Assisting pharmaceutical companies with clinical trials has one of the oldest areas of CRO (Clinical Research Organization) operation. In the current scenario, clinical trials CRO can handle a bulk of the process, including running the entire clinical trial.
There is a lot at stake during clinical trials. The involved pressures can be regulatory, monetary, logistical, scientific, etc. In this high-stakes and high-pressure environment, adhering to best practices for clinical bioanalysis in drug development is important. Regulatory requirements related to GCP and bioanalysis focus on safety and potential risk exposure for the subject.
A Clinical CRO must align its goals for medical/pharmaceutical requirements with regulatory requirements and subject safety. As applicable, these include guidelines from the FDA and EMA’s (European Medicine Agency) E6 (R2) update for the ICH guidelines for GCP (Good Clinical Practices).
Risk Management and Risk-Based Monitoring
ICH guidelines focus on risk-based monitoring and creating a robust risk management system.
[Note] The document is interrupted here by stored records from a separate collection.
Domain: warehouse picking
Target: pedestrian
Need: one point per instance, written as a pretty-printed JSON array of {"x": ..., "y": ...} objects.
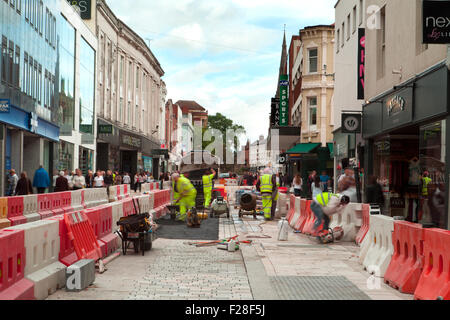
[
  {"x": 12, "y": 182},
  {"x": 316, "y": 187},
  {"x": 310, "y": 180},
  {"x": 61, "y": 183},
  {"x": 324, "y": 206},
  {"x": 79, "y": 182},
  {"x": 41, "y": 180},
  {"x": 98, "y": 180},
  {"x": 118, "y": 179},
  {"x": 24, "y": 186},
  {"x": 374, "y": 192},
  {"x": 89, "y": 179},
  {"x": 297, "y": 184},
  {"x": 136, "y": 182},
  {"x": 126, "y": 178},
  {"x": 324, "y": 179}
]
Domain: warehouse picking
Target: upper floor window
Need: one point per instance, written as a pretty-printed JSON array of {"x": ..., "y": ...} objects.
[{"x": 313, "y": 60}]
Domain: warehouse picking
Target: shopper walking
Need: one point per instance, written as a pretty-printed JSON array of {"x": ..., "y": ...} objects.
[
  {"x": 24, "y": 186},
  {"x": 41, "y": 180}
]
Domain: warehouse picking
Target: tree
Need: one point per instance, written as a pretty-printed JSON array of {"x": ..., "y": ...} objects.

Ideally, this should be accomplished before heading into clinical trials. Establishing the position of a risk manager can be useful. Collecting and managing adequate data for decision making and risk-based monitoring is crucial to a trial’s success.
The clinical trials CRO essentially works on behalf of the sponsor. Therefore, a sponsor should maintain a mechanism for oversight. The organization can use a risk manager to look further into the expected risks from the trial.
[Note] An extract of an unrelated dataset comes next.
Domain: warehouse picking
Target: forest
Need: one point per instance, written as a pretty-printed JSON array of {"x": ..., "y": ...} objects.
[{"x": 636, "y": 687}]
Ideally, a candidate drug shouldn’t have any adverse effects on humans. However, this isn’t always true and a risk manager should evaluate therapeutic and possible negative effects to make go or no-go decisions.
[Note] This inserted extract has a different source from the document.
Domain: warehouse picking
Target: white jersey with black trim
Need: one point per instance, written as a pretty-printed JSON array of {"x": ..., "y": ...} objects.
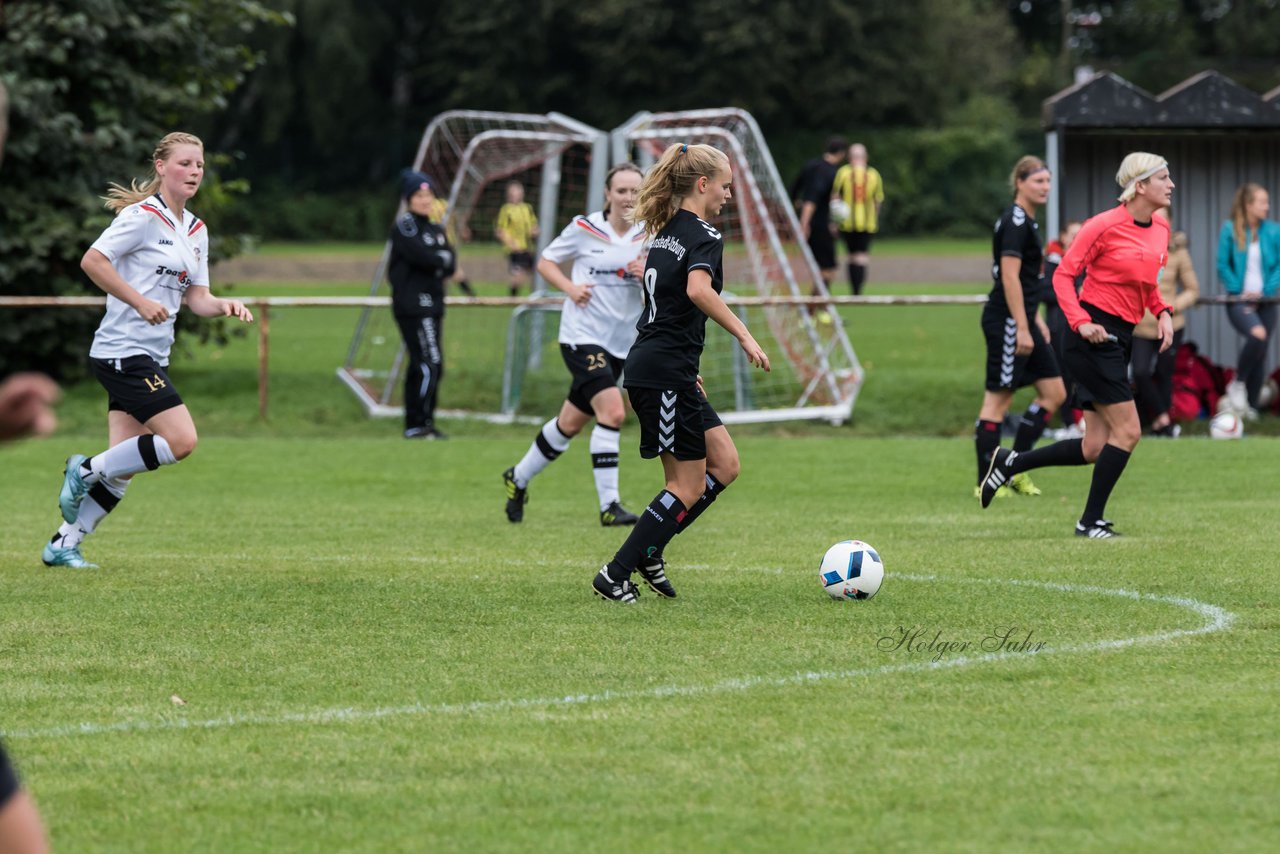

Employed correctly, risk management helps unravel the complexities of the modern clinical trial. It can encourage efficiency by focusing on relevant activities.
Centralized monitoring and risk-based monitoring are the most prominent parts of the best practices and GCP expectations for clinical bioanalysis in a trial. Generally, it encompasses the following elements:
- Critical process and data identification
- Identification of risk
- Risk evaluation and control
- Risk communication
- Review and reporting of the risk
Defining Goals and Setting up Thresholds
Defining goals that represent the success of a trial form an integral part of protocol development. This also represents guidelines for the protection of human subjects of the trial. Gathering data and proper documentation is necessary. Original records or certified copies of original records for findings, observations, and other activities in a clinical trial are necessary for evaluation.
One aspect of this involves the pharma cro avoiding unnecessary complexity and focusing on operational feasibility. Setting up thresholds that signal achievement of goals should happen before starting the trial.
The presence of pre-defined Quality Tolerance Limits (QTLs) can help identify systematic issues in the trial. Often, statistical characteristics of variables help identify safety and reliability issues related to trial results.
A Comprehensive Communication System
Even if the clinical bioanalysis is carried by a CRO, adequate protocols and systems should exist for communication with other stakeholders. The sponsor is an obvious party that should have unfettered access to the data and analyses.
Lines of communication should be available for any situation concerning patient safety. For example, the presence of anomalous results should be communicated without delay.
A good communication system should include other stakeholders like vendors, regulatory agencies, and others, as necessary. A regular flow of communication internally and externally should be unimpeded and easily accessible.